Nota prévia: diariamente, o abraço do urso russo vai sufocando a Ucrânia, por mais que o seu povo resista e combata. Desde o início que a supremacia de Moscovo é óbvia. Não eram necessários os generais, praticamente soviéticos, que nos aparecem sobretudo na CNN-cá-do-sítio para o proclamar. Numa luta é normalmente improvável uma vitória do um sujeito de 50 quilos contra um de 100, que se mexa bem. É o caso desta guerra. À medida que ela se estende, verifica-se que Moscovo parece estar perto de atingir os seus objetivos mínimos e, por isso, dá sinais de poder negociar, mas mantém uma poderosa ofensiva de artilharia e de avanço cauteloso no terreno. Já Zelensky não dá sinais de ceder em nada, em termos territoriais, o que é um absurdo face à situação. O líder ucraniano sobe até o tom, mas está mais fragilizado. São óbvios os sinais de cansaço dos governos, dos média e das populações de certos países da união europeia, indisponíveis para sacrifícios no seu bem-estar. Outros, como a Hungria, Eslováquia e República Checa, têm ainda um excesso de dependência do petróleo russo, pelo que o sexto reforço de sanções teve exceções para eles. No caso dos húngaros dá-se ainda a circunstância de terem simpatia pela miscelânea “extrema-direita-marxista” do Kremlin. Pelo contrário, estados como a Polónia e os do Báltico pensam ser preciso resistir ao avanço russo para evitar eventuais dolorosos regressos ao passado. Em síntese, muitas coisas estão a mudar na guerra. Na melhor das hipóteses, pode-se chegar a uma paragem das hostilidades e à consolidação russa no terreno, deixando uma nesga de passagem à Ucrânia para o Mar Negro, em troca da sua transformação em zona tampão e neutral. Seria uma solução à chinesa sem ninguém perder a face. Parecida com o que existia até Putin invadir a Crimeia.

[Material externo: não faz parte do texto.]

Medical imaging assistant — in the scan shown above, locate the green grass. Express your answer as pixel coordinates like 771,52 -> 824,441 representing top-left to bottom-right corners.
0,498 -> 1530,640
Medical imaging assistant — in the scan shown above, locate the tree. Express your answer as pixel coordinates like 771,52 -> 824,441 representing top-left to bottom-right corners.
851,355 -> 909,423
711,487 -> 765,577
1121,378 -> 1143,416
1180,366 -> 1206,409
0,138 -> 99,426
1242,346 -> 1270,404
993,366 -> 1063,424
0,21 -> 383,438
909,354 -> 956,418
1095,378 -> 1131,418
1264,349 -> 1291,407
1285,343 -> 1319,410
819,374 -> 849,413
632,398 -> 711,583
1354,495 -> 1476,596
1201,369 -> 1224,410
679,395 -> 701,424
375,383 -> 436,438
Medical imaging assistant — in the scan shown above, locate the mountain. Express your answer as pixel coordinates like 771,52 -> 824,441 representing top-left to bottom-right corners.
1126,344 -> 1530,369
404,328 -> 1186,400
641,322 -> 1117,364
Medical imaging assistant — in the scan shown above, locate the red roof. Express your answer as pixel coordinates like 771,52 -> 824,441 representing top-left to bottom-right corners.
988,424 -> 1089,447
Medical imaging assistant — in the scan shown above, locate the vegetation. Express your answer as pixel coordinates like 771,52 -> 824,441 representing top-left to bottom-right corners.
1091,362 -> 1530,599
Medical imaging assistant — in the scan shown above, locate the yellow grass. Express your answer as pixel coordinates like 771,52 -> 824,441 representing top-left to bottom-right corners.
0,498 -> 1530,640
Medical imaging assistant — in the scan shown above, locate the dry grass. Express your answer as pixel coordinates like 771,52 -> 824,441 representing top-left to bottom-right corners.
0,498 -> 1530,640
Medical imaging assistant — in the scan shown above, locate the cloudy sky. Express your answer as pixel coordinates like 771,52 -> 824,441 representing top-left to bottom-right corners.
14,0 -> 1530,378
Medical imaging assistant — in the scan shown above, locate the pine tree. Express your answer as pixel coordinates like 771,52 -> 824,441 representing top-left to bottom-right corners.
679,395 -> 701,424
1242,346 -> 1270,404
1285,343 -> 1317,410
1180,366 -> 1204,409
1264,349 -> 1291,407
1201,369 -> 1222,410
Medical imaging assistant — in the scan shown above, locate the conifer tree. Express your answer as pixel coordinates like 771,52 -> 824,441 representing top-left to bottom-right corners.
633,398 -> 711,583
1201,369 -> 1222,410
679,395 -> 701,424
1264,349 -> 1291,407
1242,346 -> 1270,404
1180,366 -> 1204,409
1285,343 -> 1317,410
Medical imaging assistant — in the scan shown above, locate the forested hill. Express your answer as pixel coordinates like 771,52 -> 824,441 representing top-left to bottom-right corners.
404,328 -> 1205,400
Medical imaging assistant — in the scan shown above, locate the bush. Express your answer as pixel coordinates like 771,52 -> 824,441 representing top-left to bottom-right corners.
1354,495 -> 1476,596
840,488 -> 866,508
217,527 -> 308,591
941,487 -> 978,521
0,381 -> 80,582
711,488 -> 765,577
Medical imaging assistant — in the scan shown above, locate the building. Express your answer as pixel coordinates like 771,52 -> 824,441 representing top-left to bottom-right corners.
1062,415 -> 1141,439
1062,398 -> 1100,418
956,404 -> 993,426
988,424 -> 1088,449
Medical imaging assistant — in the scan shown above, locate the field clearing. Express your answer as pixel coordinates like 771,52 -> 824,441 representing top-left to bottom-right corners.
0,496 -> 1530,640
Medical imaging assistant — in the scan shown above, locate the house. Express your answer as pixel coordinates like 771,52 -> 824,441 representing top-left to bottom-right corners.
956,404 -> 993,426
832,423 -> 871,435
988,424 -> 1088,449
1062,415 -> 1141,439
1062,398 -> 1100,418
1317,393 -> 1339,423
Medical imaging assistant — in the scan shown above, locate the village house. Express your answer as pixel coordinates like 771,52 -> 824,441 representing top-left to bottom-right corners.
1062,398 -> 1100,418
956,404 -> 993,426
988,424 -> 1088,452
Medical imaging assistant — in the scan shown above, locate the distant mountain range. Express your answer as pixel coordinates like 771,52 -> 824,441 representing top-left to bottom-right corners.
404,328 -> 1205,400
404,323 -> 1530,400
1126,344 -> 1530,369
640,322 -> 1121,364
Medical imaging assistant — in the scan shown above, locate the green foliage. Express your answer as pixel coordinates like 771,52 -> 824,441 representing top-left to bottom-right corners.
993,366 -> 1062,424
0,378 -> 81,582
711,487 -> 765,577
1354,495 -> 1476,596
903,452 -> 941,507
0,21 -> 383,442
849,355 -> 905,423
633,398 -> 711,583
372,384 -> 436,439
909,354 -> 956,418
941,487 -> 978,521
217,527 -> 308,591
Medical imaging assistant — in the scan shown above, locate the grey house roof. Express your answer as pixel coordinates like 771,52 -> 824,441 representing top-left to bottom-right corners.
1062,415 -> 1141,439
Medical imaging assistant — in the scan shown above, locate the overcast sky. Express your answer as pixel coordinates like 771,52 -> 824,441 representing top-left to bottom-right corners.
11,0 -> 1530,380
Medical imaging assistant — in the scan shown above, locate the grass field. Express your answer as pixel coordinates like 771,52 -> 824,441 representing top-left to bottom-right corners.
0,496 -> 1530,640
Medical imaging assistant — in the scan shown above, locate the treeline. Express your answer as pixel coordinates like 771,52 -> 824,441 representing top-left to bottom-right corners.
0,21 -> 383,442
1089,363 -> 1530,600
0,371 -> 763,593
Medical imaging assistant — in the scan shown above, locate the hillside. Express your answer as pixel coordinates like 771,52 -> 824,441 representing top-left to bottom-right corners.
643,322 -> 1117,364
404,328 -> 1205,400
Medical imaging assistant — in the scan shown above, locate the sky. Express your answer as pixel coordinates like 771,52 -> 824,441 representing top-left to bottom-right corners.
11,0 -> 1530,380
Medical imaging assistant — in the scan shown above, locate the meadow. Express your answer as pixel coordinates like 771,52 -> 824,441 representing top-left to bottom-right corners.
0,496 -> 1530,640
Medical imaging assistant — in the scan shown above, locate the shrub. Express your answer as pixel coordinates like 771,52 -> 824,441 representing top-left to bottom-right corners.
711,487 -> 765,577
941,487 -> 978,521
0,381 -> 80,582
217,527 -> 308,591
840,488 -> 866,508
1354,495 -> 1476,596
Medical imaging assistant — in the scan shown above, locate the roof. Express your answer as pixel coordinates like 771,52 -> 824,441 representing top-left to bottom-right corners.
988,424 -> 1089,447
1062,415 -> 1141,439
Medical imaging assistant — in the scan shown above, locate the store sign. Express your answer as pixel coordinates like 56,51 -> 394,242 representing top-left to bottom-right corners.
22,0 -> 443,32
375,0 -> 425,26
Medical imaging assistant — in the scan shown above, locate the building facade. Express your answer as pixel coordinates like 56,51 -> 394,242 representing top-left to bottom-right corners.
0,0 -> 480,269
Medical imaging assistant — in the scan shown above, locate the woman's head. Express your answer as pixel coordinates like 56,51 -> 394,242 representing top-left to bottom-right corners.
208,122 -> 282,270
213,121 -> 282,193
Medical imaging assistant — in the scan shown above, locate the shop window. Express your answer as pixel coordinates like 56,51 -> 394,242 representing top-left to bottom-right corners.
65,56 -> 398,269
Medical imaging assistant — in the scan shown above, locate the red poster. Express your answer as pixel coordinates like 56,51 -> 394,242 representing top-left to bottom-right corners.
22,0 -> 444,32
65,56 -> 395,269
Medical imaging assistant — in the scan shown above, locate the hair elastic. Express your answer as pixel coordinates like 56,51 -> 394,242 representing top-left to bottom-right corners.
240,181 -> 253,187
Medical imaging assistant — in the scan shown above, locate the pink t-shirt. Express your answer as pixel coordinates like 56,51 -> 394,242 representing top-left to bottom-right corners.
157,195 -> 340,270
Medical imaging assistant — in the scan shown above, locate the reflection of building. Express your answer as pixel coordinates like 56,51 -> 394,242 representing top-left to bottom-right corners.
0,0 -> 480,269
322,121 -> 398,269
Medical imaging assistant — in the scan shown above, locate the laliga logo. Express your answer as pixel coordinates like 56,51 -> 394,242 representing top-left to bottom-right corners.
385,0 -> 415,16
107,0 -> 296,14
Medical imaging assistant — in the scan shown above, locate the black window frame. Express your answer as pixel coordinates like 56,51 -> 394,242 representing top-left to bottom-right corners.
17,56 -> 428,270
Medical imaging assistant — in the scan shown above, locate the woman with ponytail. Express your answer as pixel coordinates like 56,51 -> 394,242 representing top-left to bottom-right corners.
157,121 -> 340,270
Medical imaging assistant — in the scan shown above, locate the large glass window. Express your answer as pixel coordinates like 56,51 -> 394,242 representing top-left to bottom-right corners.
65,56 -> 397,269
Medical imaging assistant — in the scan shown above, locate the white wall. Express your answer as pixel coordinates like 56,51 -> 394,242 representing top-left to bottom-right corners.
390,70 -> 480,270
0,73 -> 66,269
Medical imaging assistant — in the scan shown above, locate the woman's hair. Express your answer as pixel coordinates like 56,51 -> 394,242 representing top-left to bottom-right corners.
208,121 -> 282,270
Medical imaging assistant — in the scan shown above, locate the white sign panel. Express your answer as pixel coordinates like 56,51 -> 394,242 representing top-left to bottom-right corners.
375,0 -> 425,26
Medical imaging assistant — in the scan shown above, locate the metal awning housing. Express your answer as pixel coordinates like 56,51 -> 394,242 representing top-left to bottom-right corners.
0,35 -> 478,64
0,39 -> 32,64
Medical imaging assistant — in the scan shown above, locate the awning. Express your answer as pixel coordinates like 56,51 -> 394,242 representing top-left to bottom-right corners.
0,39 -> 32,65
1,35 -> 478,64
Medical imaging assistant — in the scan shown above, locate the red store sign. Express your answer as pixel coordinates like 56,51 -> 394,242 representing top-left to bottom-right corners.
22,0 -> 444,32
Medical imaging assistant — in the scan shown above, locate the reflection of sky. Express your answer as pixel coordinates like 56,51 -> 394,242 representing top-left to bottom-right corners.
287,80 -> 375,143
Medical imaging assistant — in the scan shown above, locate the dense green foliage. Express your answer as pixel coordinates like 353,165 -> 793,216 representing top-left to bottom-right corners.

1. Quando se fala da saúde em Portugal, atiram-se para a mesa uma série de argumentos sobre médicos de família. Quem é contra o Governo lembra que António Costa prometeu há seis anos que cada português teria, ao fim de quatro, o seu médico de família. Claro que não aconteceu e há um milhão que não o têm. Face à evidência, o discurso passou a ser diferente, afirmando os defensores da situação que, se faltam médicos para um milhão, isso significa que há praticamente nove milhões que o têm. É o ovo de Colombo versão saúde! Se não fosse dramática, esta tirada de propaganda era genial. Na verdade, há percentualmente um número de médicos de família razoável, mas muito enganador. O problema não é só ter ou não ter. Está em conseguir uma consulta. Além de muito sobrecarregados, mal pagos, cheios de tarefas burocráticas e de terem de lidar com situações altamente complexas de uma população envelhecida e pouco esclarecida, há também profissionais que são turbo-médicos, estando em vários sítios em sobreposição e não respeitando os horários das consultas. Os nove milhões de portugueses que supostamente têm médico sabem bem que entre ter e não ter a diferença é pouca.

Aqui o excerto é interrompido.